The One with Beauty
Well, I was all geared up for a post about nail polish and bracelets, but then I read Amanda's blog and I thought, "well geez, Kait, have some substance." Because I do, and here I am.
Beauty is a hard concept. There are infinitely many definitions of beauty over time and space, but isn't beauty just in the eye of the beholder? More often than not, beauty is defined by media and cultural standards. In turn, our personal definitions of beauty are shaped by this, until everyone has identical definitions of beauty. Only we aren't identical in looks or personality. What happens is that we are left with a comparison to that stagnant definition, with ratings of beauty on a scale of closeness to the so-called standard. This leaves the "lesser beauties" with feelings of inadequacy, and in general, pitches neighbors against neighbors, judging each other and themselves according to a made up scale they so readily adopted but in time learned to resent.
This is true of our society, the world we live in. But it doesn't have to be. When we take off our beauty blinders and learn to see clearly outside the lens of vanity that's thrust upon us at an early age, we can find the beauty in ourselves and the world around us. We can either accept these skewed standards of beauty and live in self-loathing and judgement of others, or we can choose to reject the magazines and learn to see beauty in ourselves. The easy part is recognizing this. The hard part is choosing. Opting against the mainstream is never easy, but isn't it what we're called to do? If we aim to have lives rooted in love, well, isn't that made easier by loving yourself and your neighbors?

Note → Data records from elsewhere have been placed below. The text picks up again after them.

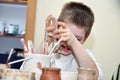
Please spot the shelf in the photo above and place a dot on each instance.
(12, 35)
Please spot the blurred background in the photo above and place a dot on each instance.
(104, 40)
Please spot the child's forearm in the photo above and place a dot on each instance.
(82, 57)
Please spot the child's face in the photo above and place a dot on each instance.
(78, 32)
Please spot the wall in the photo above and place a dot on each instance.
(104, 39)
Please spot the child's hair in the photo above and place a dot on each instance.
(78, 14)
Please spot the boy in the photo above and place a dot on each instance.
(75, 23)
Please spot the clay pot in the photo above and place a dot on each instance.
(50, 74)
(86, 74)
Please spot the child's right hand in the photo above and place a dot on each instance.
(51, 25)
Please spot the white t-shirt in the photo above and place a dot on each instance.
(68, 63)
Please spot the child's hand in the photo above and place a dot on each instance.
(64, 32)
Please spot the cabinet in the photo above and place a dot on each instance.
(30, 16)
(30, 20)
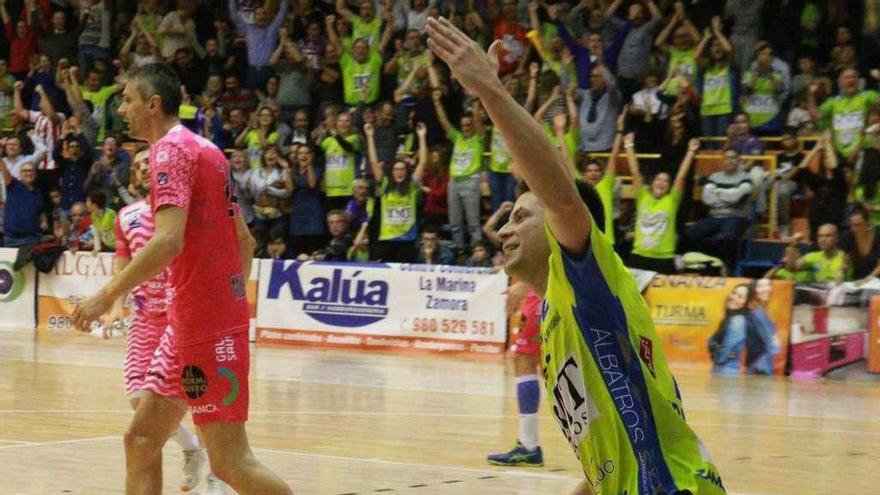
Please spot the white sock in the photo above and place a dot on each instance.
(528, 430)
(186, 439)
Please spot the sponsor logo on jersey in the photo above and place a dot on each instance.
(646, 351)
(204, 409)
(341, 295)
(195, 383)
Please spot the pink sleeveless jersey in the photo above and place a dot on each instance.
(206, 285)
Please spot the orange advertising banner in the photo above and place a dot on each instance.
(688, 310)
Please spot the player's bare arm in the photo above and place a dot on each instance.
(538, 162)
(246, 246)
(158, 253)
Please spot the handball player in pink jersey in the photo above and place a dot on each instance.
(202, 238)
(134, 227)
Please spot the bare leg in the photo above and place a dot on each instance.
(233, 462)
(155, 419)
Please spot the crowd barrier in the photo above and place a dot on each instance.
(377, 306)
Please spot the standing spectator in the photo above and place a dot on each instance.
(306, 219)
(862, 246)
(98, 95)
(108, 173)
(746, 16)
(22, 38)
(178, 30)
(790, 158)
(827, 264)
(25, 217)
(57, 41)
(431, 251)
(14, 160)
(367, 25)
(717, 81)
(465, 171)
(261, 39)
(435, 186)
(6, 84)
(740, 137)
(515, 48)
(260, 133)
(80, 236)
(410, 56)
(268, 188)
(361, 67)
(241, 175)
(681, 52)
(726, 194)
(341, 241)
(293, 76)
(103, 221)
(638, 31)
(502, 183)
(95, 36)
(598, 111)
(845, 114)
(47, 128)
(357, 206)
(73, 156)
(398, 201)
(341, 148)
(828, 184)
(764, 92)
(657, 207)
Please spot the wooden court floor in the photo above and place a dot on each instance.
(338, 422)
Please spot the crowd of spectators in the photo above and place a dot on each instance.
(349, 141)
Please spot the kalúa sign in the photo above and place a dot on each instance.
(377, 305)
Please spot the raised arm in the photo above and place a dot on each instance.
(663, 37)
(332, 35)
(343, 10)
(718, 31)
(542, 111)
(478, 118)
(537, 161)
(375, 164)
(629, 144)
(279, 16)
(684, 168)
(422, 134)
(436, 95)
(234, 14)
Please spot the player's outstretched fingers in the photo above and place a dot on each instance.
(442, 38)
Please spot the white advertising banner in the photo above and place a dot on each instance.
(16, 293)
(382, 306)
(76, 276)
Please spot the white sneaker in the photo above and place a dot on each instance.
(214, 486)
(193, 463)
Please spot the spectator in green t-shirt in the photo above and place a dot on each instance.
(367, 25)
(827, 265)
(103, 221)
(656, 210)
(465, 171)
(361, 66)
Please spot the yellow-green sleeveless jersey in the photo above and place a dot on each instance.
(609, 384)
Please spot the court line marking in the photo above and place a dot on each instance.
(58, 442)
(376, 460)
(445, 415)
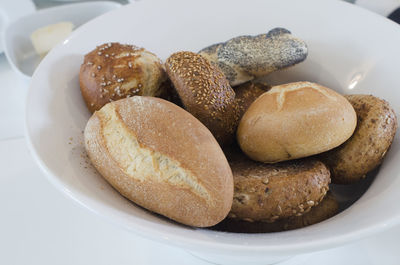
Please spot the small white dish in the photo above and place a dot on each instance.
(16, 37)
(347, 54)
(11, 11)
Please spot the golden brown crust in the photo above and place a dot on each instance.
(267, 192)
(325, 210)
(366, 149)
(162, 158)
(113, 71)
(247, 93)
(295, 120)
(205, 93)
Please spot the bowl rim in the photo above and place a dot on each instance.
(5, 35)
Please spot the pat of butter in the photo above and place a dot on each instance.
(45, 38)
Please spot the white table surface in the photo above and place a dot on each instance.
(39, 225)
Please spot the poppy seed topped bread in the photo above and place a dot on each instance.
(245, 57)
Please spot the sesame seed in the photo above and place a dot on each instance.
(310, 203)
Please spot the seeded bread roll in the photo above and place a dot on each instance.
(295, 120)
(113, 71)
(162, 158)
(267, 193)
(366, 149)
(248, 92)
(205, 93)
(325, 210)
(245, 57)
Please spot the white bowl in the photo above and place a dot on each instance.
(16, 36)
(350, 50)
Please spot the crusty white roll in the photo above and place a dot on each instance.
(162, 158)
(295, 120)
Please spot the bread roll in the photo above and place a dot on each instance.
(113, 71)
(205, 93)
(295, 120)
(366, 149)
(162, 158)
(248, 92)
(245, 57)
(325, 210)
(267, 193)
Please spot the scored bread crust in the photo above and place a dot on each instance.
(295, 120)
(248, 92)
(205, 93)
(268, 192)
(162, 158)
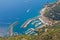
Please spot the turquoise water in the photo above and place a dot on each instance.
(19, 10)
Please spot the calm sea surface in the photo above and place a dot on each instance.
(19, 10)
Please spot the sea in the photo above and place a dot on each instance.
(19, 10)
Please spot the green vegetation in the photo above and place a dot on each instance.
(52, 33)
(46, 33)
(54, 13)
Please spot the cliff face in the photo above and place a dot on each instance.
(54, 13)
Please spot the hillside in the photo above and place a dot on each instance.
(54, 11)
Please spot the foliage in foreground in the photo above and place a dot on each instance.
(52, 33)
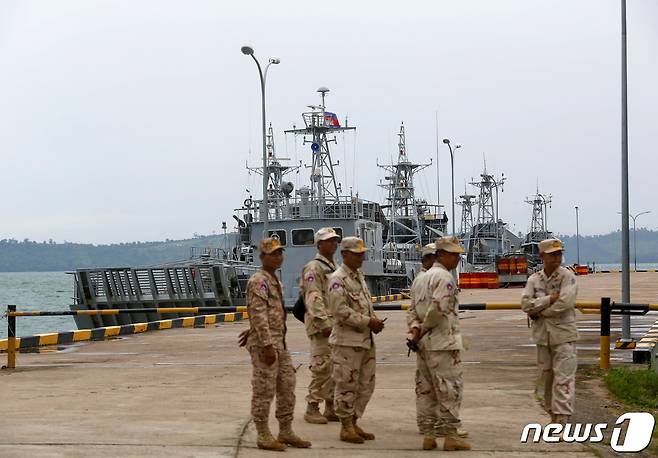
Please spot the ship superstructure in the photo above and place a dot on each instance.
(294, 218)
(489, 238)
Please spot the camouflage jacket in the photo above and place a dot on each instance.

These questions are hard, and are ones that I ask myself daily. I don't have the answers, friends. But I sure am trying to shake off the rigid definition of beauty and learn to see myself in full. And sometimes it's painful, and I don't always love what I see, and I think maybe I could love myself more if I fell closer to the beauty on that stupid old scale. But then I am reminded of grace and humility, and the love of family and friends and an incredible Savior, and then I think I'm not half bad. Seeing others love me well helps me to love myself well, if that makes sense. I am worthy of love because I am loved. There's so much beauty to be found, in ourselves and others, when we offer up a little bit or grace. Grace for the road, grace for imperfections, grace for trying. Grace and beauty are the perfect foils to each other, always playing off the other, ever increasing. So lets give ourselves a little grace, so then we can see beauty for what it is - a reflection of all good and perfect gifts.